Poucas manufaturas resistiram tão deliberadamente ao vocabulário do hype quanto a Patek Philippe. Sem embaixadores de marca, sem parcerias com atletas ou músicos, a casa genebrina construiu sua narrativa sobre outro eixo: herança, precisão técnica e um tipo de permanência que dispensa validação externa. Ainda assim, foi ela quem, em 2012, antecipou uma tendência que hoje domina o luxo experiencial, ao lançar em Dubai a primeira Watch Art Grand Exhibition, mostra itinerante e gratuita que já passou por Londres, Nova York, Tóquio e Munique, reunindo mais de 165 mil visitantes. Em outubro, chega a Milão a sétima edição, e a maior de todas.

Entre 2 e 18 de outubro, o recém-renovado Palazzo delle Scintille, coroado por uma cúpula de 30 metros de altura, receberá 2.900 metros quadrados de exposição divididos em 15 salas temáticas. Serão mais de 500 relógios e objetos em exibição, número que consolida esta edição como a mais extensa já organizada pela marca.

A escolha de Milão não é arbitrária. A Itália ocupa lugar de destaque na história do relógio suíço, tanto pela sofisticação de seus colecionadores quanto pelo papel que desempenhou ao sustentar marcas ameaçadas durante a crise do quartzo. Para a Patek Philippe, a conexão é ainda mais antiga: fundada em 1839, a manufatura vendeu um de seus primeiros relógios a um cliente em Roma. Esse capítulo será celebrado em Milão por meio de peças do museu da marca, incluindo um relógio de bolso esmaltado e cravejado de 1897, pertencente ao rei Umberto I de Saboia, e outro de 1830 com um mapa em esmalte champlevé do norte da Itália.

“Para mim, os clientes italianos ocupam um lugar especial, por esse faro particular para design, moda e espírito de vanguarda”, diz Thierry Stern, presidente da Patek Philippe. “Como meu pai sempre me disse, se um modelo novo funciona na Itália, ele vai funcionar no resto do mundo.”
A seleção reúne desde os modelos mais reconhecíveis da coleção atual, casos do Nautilus e do Aquanaut, até as complicações mais elaboradas já produzidas pela casa. Uma sala inteira, batizada de Super Complications, reúne três dos relógios mais importantes da história da manufatura: o Calibre 89, com 33 complicações, criado para o 150º aniversário da marca; o Grandmaster Chime ref. 5175, seu relógio de pulso mais complexo, com 20 complicações, feito para os 175 anos da casa; e o Star Caliber 2000.

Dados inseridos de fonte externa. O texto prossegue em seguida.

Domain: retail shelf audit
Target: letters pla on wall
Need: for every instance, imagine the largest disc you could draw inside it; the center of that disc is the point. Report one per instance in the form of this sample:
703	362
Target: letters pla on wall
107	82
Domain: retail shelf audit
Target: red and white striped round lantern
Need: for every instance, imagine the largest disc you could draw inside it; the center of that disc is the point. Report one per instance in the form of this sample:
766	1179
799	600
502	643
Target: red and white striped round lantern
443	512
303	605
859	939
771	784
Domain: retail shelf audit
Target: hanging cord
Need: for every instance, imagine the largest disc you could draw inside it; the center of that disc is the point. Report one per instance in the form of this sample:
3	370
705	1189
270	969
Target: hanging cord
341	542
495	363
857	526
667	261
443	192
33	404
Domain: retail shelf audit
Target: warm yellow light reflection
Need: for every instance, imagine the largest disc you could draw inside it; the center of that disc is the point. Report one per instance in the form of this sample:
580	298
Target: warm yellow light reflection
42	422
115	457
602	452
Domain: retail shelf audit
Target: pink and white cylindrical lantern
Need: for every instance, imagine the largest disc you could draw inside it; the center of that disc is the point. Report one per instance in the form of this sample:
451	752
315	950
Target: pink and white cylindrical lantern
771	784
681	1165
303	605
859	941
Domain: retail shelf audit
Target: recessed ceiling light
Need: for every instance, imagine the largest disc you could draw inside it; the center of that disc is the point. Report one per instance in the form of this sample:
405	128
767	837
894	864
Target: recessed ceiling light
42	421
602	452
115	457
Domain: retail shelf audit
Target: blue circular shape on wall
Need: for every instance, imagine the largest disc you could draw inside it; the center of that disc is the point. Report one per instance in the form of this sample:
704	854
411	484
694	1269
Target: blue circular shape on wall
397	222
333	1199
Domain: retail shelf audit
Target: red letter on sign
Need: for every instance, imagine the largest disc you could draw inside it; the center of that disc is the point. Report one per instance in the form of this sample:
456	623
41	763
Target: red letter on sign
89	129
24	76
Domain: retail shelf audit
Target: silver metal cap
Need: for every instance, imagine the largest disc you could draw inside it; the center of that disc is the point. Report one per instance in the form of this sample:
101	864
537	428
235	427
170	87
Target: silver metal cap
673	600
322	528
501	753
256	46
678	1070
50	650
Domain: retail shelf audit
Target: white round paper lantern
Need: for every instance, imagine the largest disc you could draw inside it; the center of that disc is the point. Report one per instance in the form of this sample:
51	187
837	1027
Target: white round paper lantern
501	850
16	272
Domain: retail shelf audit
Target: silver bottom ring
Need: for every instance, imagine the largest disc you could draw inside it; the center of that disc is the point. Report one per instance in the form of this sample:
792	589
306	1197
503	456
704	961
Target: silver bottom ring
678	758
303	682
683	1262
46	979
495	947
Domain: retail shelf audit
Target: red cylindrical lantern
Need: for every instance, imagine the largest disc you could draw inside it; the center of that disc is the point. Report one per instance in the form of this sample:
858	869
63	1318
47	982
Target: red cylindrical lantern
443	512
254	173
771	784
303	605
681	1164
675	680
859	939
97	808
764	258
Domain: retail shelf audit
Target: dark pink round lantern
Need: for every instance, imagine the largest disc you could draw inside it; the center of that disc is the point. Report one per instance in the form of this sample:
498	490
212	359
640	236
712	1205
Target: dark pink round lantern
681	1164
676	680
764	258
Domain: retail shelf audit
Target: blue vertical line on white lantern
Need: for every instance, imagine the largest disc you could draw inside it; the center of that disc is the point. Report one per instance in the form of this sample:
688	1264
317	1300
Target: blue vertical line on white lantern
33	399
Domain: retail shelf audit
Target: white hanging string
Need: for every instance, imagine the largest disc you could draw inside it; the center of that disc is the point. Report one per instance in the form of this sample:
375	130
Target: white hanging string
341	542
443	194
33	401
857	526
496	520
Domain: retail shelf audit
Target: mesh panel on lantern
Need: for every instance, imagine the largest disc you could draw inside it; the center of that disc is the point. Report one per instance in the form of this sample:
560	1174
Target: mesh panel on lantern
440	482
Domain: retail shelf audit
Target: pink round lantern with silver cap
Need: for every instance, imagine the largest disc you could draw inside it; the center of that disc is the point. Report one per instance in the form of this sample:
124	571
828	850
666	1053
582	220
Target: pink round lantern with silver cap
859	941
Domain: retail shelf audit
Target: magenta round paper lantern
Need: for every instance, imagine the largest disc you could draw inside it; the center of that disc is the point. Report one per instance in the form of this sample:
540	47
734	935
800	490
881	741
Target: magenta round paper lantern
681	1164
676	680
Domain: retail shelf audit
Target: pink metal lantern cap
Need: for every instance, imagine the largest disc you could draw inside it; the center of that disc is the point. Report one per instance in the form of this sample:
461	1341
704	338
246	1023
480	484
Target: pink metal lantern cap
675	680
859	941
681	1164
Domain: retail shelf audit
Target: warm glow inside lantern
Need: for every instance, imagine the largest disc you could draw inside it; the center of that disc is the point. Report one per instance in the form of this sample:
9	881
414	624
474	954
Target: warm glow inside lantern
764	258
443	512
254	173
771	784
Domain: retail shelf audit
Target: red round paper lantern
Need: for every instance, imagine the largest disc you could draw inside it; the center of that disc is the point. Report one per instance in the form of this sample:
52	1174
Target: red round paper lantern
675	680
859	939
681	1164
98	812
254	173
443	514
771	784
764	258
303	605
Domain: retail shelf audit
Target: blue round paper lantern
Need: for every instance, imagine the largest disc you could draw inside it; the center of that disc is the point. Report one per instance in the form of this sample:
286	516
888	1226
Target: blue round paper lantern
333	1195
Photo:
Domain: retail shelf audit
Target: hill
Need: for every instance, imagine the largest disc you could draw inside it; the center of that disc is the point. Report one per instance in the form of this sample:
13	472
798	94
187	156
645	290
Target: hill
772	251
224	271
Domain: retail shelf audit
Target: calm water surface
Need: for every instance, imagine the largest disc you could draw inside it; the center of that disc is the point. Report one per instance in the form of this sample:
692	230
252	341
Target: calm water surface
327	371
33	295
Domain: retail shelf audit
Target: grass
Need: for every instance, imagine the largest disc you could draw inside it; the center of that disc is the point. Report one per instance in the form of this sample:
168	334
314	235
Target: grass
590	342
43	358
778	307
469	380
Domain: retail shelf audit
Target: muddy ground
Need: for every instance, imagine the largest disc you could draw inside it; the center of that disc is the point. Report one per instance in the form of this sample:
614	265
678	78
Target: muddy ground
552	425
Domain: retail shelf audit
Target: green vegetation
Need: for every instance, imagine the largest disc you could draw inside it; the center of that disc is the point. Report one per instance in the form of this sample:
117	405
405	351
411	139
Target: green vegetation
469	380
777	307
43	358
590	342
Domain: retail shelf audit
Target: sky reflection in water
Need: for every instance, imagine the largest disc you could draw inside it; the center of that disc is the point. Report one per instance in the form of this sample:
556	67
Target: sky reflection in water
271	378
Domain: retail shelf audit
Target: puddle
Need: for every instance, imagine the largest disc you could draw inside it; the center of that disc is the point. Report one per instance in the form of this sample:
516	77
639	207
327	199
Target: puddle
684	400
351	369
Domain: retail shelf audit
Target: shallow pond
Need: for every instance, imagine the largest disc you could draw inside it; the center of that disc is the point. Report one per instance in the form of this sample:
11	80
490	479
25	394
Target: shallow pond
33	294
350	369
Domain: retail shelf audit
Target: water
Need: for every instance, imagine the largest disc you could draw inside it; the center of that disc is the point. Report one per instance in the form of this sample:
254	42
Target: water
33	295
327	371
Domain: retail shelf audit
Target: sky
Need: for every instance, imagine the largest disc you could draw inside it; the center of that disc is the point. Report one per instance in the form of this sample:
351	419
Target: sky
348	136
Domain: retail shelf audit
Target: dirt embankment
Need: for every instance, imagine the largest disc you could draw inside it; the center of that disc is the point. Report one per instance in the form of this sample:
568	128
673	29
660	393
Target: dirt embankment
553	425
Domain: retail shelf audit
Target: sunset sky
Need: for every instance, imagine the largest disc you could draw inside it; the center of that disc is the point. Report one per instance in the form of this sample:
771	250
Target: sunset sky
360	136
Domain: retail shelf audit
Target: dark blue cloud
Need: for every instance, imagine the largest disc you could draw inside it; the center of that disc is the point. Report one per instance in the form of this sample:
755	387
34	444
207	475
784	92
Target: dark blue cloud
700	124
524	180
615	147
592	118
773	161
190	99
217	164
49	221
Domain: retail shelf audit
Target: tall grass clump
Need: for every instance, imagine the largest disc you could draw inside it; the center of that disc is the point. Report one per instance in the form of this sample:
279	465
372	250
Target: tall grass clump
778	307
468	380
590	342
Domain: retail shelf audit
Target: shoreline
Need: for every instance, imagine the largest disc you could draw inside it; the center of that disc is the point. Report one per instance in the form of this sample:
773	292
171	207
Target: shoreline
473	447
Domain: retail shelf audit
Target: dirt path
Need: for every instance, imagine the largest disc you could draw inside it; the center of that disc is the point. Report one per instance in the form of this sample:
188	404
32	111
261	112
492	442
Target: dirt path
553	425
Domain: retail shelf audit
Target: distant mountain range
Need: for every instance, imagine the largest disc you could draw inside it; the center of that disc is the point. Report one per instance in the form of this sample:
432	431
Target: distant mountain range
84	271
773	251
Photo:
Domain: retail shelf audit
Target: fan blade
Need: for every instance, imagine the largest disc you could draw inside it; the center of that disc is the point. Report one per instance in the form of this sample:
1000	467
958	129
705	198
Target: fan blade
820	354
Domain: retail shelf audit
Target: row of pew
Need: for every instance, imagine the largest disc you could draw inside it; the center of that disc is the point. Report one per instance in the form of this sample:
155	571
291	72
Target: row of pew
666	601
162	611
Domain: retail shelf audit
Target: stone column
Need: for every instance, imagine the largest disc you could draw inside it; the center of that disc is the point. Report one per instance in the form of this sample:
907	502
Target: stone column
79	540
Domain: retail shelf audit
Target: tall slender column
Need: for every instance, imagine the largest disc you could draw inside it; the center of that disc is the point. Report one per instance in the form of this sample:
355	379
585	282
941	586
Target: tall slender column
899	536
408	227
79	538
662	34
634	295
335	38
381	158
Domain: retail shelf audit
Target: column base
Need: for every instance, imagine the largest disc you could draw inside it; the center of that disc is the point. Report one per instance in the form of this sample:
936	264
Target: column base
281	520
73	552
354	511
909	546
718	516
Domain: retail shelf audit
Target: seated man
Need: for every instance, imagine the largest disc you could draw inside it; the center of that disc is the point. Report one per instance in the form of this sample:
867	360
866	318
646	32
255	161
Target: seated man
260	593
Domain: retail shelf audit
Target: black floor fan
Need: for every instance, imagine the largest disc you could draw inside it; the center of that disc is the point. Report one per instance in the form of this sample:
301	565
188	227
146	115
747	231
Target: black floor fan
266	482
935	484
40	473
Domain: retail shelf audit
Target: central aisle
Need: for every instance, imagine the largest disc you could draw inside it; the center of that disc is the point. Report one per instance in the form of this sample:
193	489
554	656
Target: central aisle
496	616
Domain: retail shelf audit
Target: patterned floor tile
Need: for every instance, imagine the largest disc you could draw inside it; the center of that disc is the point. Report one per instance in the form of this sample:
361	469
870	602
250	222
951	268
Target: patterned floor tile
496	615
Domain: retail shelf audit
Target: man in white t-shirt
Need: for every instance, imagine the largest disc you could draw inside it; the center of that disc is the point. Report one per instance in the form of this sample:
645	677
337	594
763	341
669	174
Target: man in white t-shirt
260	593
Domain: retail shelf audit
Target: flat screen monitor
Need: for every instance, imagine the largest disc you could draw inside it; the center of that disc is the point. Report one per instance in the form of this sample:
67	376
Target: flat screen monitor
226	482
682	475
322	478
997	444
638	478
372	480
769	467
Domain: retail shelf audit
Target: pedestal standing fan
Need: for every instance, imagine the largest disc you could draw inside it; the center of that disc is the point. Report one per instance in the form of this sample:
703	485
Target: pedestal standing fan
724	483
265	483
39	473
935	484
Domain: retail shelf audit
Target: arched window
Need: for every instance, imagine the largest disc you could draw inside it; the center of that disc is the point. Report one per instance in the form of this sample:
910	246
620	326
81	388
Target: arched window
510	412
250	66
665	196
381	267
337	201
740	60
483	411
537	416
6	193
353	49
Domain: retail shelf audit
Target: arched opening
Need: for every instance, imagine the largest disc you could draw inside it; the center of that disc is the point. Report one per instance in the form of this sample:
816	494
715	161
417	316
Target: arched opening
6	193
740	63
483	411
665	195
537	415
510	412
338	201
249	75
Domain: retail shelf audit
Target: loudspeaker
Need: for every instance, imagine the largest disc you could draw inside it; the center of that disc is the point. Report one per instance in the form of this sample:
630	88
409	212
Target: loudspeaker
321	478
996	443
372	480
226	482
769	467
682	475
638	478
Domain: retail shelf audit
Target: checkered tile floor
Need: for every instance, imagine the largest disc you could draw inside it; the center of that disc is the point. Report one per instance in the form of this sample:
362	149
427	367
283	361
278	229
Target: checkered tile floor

Também em exibição, a coleção Rare Handcrafts confirma seu status de objeto de desejo entre colecionadores, que costumam disputar essas peças assim que deixam o ateliê em Genebra. O métier envolve pintura em esmalte miniatura, esmalte cloisonné, gravação manual, marchetaria em micro-madeira, guilloché e cravação de pedras. Serão 27 peças no total, entre relógios de mesa, de bolso e de pulso, com destaque para o Burano Pocket Watch, tributo à ilha veneziana que empresta o nome à peça: 70 cores de esmalte cloisonné, padrões de ondas em guilloché e acabamento paillonné em ouro e prata.

Outro ponto alto é o relógio de mesa Sicilian Oranges, executado em 49 tons de esmalte transparente, opalescente e opaco, com pintura miniatura em mais de cinco tons pastel. A peça exigiu mais de dez queimas individuais, entre 900°C e 910°C, um processo que resume bem a lógica da casa: tempo e repetição como forma de excelência.

Eric Wind, fundador da negociante de relógios vintage Wind Vintage, ainda se lembra da edição de 2017 em Nova York e do efeito que ela teve na cidade. “Colecionadores vieram do mundo inteiro para ver o que a Patek Philippe estava fazendo, quais peças especiais tinham sido criadas para a mostra e os relojoeiros trabalhando ao vivo”, recorda. “Foi um momento muito especial. Houve jantares, eventos, encontros entre colecionadores. Todo táxi amarelo trazia o anúncio da Grand Exhibition no teto. Foi uma exposição de marca enorme, provavelmente na casa das dezenas de milhões de dólares em valor de mídia, e a experiência se repete em cada edição.”

Milão, agora, assume o papel de anfitriã. Resta ver se a cidade, com sua tradição de design e seu público exigente, vai confirmar a máxima que Stern herdou do pai: o que funciona na Itália, funciona em qualquer lugar.